The Department of Biomedical Engineering is proud to welcome Manuel Rosa-Garrido, Ph.D., as Assistant Professor.
Rosa-Garrido is from southern Spain where he obtained his two bachelor’s degrees, in biology (from the University of Jaen) and biochemistry (University of Granada). Fascinated by epigenetics, he moved to northern Spain, where he received his Ph.D. in biomedicine from the University of Cantabria (UC). Rosa-Garrido was then recruited to the University of California Los Angeles (UCLA), where he worked as a postdoctoral fellow in Thomas Vondriska's lab and as an Assistant Project Scientist at the David Geffen School of Medicine.
Rosa-Garrido’s interest in cardiac epigenetics focuses on the role that chromatin structure plays in the development of heart failure. This interest stems from the current lack of knowledge of how control of gene expression, mediated by chromatin's spatial organization, participates in driving pathology.

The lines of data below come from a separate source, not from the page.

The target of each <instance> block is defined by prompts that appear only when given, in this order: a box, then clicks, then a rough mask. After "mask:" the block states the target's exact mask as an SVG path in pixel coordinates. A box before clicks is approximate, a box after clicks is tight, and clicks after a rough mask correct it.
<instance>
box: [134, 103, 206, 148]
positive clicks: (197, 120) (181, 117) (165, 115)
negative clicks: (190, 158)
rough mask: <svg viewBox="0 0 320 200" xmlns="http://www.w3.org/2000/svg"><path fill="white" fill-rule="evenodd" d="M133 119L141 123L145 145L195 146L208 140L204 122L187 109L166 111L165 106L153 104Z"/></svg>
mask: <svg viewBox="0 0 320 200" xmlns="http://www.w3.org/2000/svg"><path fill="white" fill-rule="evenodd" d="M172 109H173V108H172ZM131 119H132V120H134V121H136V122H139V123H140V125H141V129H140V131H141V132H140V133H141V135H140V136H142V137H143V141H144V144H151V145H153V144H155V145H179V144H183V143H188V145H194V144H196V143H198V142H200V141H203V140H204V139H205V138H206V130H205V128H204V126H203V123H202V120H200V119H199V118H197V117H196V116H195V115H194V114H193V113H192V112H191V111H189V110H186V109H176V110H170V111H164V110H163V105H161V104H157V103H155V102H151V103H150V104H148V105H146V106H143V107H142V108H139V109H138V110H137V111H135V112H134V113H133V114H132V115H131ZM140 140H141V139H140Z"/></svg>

His work pioneered the use of high-resolution chromatin conformation capture (Hi-C) to study how chromatin structure is altered during cardiac disease. His research is focused on 1) identifying factors involved in the 3D organization of the cardiac genome and 2) testing the deployment of targeted chromatin structural remodeling as a new therapy to prevent or reverse cardiac pathology.